I blink a few times. I raise my glass as my friends congratulate me.
I have a standing brunch date with my friends about once a month. It’s cold today so we’re dining indoors at a place in the city, though the sun shines and the air is dry. I can see the blue sky out the window next to us. My coffee drink is flavored with some kind of sweet caramel apple concoction. I’m wearing my favorite earrings and a new pair of tennis shoes, along with a new purple sweater I got yesterday, but none of it makes me feel any better.
My chestaches.I wake up in the middle of the night now with a pulsing sense of wrongness, only to remember what happened, and to chastise myself for being so pathetic.
Grant hasn’t called or texted either, not that I expected him to. He told me he was falling in love with me, and I made it clear I still can’t be with him, so who can blame him for staying away?
Or maybe he didn’t mean any of it. In my darkest moments, I wonder if any of it was real.
I fiddle with one of my earrings and return my focus to my friends. “Now I just need to find a couple hundred thousand dollars,” I say. “If anyone wants to help out with that.”
“How’s the scholarship hunt going?” Gwen dribbles a bit of syrup on her shirt as she takes a bite of her pancake.
“I think we need to get you a bib,” I tell her, and she grins at me. “But I’m getting there. I’ve found some specifically for students going back to school.”
Maria settles her napkin over her lap, as though seeing Gwen eat so messily makes her anxious. “I’m so happy for you,” she says. “I know you’ll figure it out.”
To my great embarrassment, tears build in my eyes. Damn it. I’d thought my tear ducts were empty. I’ve never cried in front of my friends, either.
“Kendall?” Joan raises up out of her chair. Her eyes are wide.
“I’m sorry,” I say, but tears stream down my cheeks. I cover my mouth to stifle my crying, but it only makes it worse.
Everyone is staring at me. Oh God.
“I think I need talk to you guys,” I say.
“Of course.” Joan lays a hand over mine, and I settle a bit. She’s so soothing. No wonder she’s a good nurse. I clutch at her.
I tell them the whole story. Everything about Grant, about Blaine, and my dad. About Grant’s parents. The whole sorry affair spills out of me in bursts.
Joan gets up to hug me. I cling to her like I’m a little kid as she murmurs calming words. When she sits back down, she has transitioned from her active listening face to her guidance face. She’s the group’s best advice-giver, and I hold my breath while I wait for her to speak.
“You’re stubborn sometimes, you know?” She smiles.
So we’re going with tough love, I see. I laugh. “You have no idea,” I say.
“I think I do,” Joan says. “But none of us would have judged you for what you did. Or whatever you decide to do now. Your former self doesn’t get to make all your decisions for you.”
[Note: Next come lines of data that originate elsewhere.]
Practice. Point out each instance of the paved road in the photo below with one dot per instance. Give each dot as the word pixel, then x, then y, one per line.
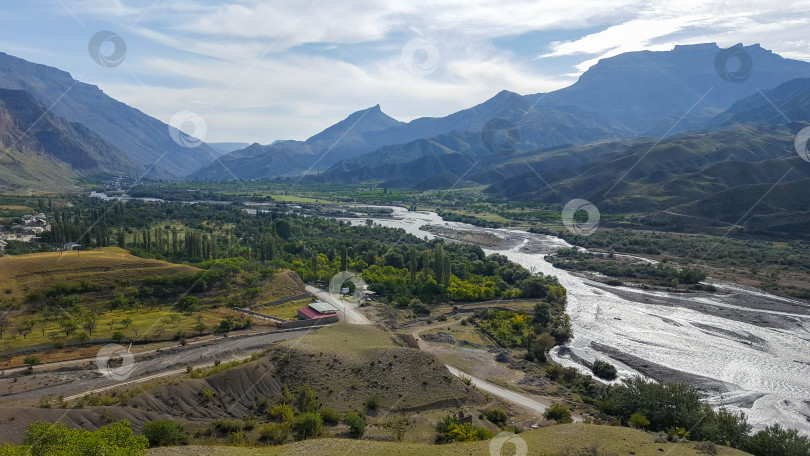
pixel 349 309
pixel 503 393
pixel 87 378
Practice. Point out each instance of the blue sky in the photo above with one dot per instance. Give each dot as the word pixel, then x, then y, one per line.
pixel 257 71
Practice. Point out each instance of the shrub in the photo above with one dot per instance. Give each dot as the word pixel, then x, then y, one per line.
pixel 117 438
pixel 775 440
pixel 308 400
pixel 604 370
pixel 373 403
pixel 356 423
pixel 639 421
pixel 163 432
pixel 276 433
pixel 497 416
pixel 225 426
pixel 282 412
pixel 308 425
pixel 330 416
pixel 558 413
pixel 724 428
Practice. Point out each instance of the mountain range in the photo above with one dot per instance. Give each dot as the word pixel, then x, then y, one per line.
pixel 142 139
pixel 680 132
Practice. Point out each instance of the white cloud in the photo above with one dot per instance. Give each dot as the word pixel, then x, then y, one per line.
pixel 239 64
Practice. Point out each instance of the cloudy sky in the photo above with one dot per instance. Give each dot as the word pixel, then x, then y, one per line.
pixel 257 71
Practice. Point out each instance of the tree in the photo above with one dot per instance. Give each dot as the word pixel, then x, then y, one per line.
pixel 356 423
pixel 308 400
pixel 639 421
pixel 604 370
pixel 25 327
pixel 534 287
pixel 558 413
pixel 344 259
pixel 163 433
pixel 200 328
pixel 283 229
pixel 32 361
pixel 227 324
pixel 308 425
pixel 82 338
pixel 776 440
pixel 89 326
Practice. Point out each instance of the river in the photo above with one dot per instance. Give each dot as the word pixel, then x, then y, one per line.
pixel 745 349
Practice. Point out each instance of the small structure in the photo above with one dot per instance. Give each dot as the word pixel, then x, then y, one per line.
pixel 318 310
pixel 71 246
pixel 369 295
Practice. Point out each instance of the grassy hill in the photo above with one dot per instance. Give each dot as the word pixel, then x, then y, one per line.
pixel 117 291
pixel 570 439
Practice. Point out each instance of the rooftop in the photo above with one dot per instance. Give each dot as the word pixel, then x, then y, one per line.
pixel 323 307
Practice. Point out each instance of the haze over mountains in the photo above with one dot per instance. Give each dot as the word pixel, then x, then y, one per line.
pixel 142 139
pixel 680 131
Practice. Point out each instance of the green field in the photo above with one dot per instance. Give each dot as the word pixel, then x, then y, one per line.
pixel 569 439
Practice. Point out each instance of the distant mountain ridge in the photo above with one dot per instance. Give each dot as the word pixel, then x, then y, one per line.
pixel 42 149
pixel 635 94
pixel 143 139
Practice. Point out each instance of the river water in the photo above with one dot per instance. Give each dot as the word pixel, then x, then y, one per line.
pixel 745 349
pixel 708 340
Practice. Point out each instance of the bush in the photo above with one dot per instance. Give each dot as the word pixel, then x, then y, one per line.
pixel 450 430
pixel 116 439
pixel 356 423
pixel 308 400
pixel 558 413
pixel 225 426
pixel 724 428
pixel 420 308
pixel 282 412
pixel 604 370
pixel 776 440
pixel 639 421
pixel 373 403
pixel 308 425
pixel 163 433
pixel 276 434
pixel 330 416
pixel 665 405
pixel 496 416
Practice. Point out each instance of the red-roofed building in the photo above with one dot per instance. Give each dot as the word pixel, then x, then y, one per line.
pixel 308 313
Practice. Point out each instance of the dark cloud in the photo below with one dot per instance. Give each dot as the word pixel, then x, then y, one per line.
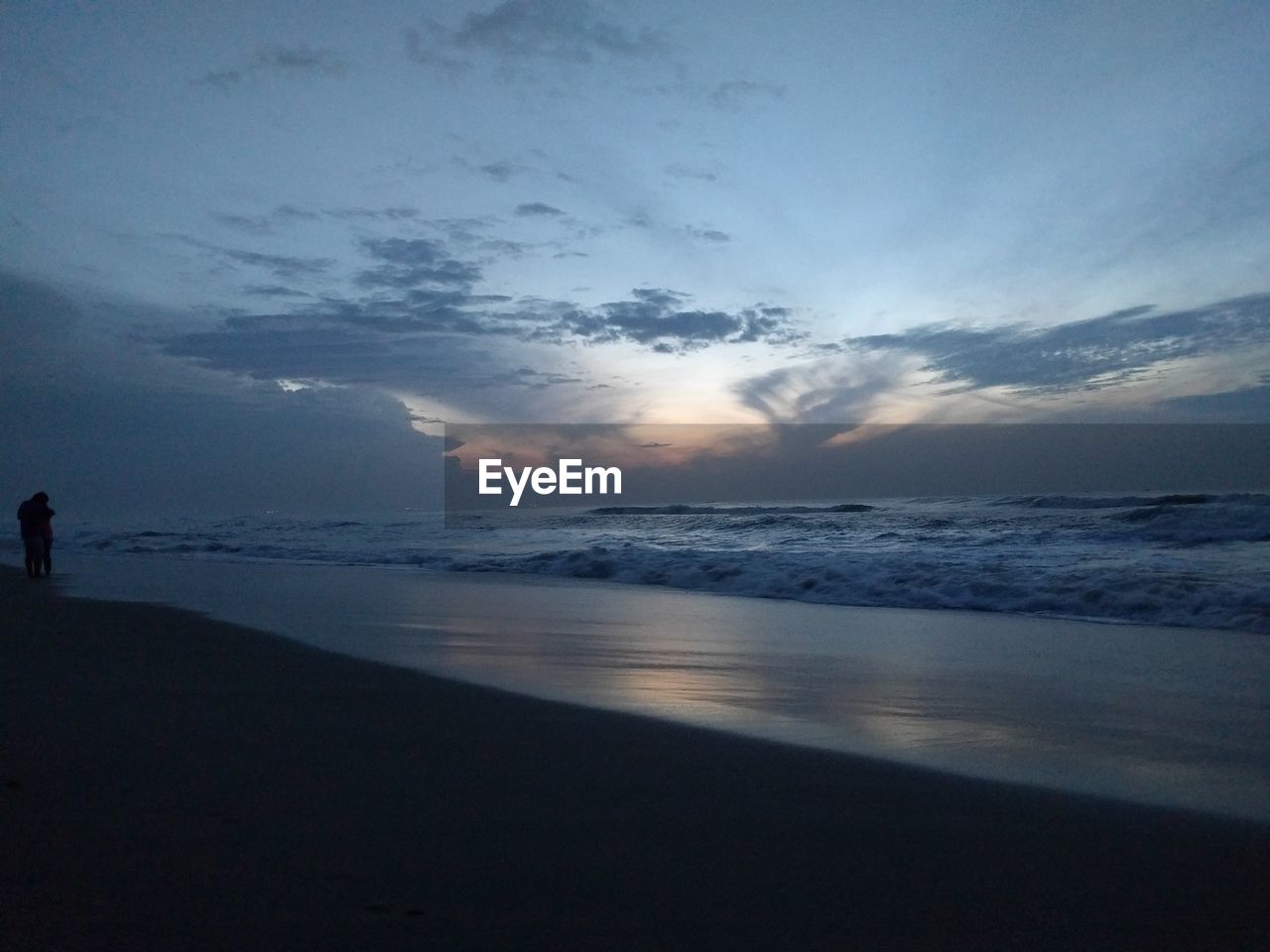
pixel 407 263
pixel 275 291
pixel 824 391
pixel 683 172
pixel 281 266
pixel 220 79
pixel 658 318
pixel 1243 405
pixel 286 214
pixel 299 59
pixel 127 430
pixel 1087 354
pixel 276 59
pixel 708 234
pixel 729 95
pixel 393 213
pixel 846 381
pixel 538 209
pixel 562 31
I wipe another tear away. “My former self is screaming at me continuously, yelling ‘you’re in danger’ over and over.”
Gwen wipes a biscuit crumb off her shirt. “I cannotbelieveyou managed to keep all this secret. I mean this in the best way possible, but you are the least private person I’ve ever met.”
I chew on my lip. I did keep this from everyone. My shame has been overwhelming. “I did tell one of you.” I nod toward Maria, who gives me a little nod.
Gwen laughs and glances at Maria. “Apparently you’re our group vault.”
“I hated myself for getting involved with him,” I say.
Maria’s gaze softens on me.
“And now?” Joan folds her hands in her lap. “Does it still feel bad?”
I shake my head. “I made peace with it.” I toy with the hem of my sweater. “It hurts that it’s over, though. I can’t think about anything else. I can’t sleep. My body aches. It’s horrible.”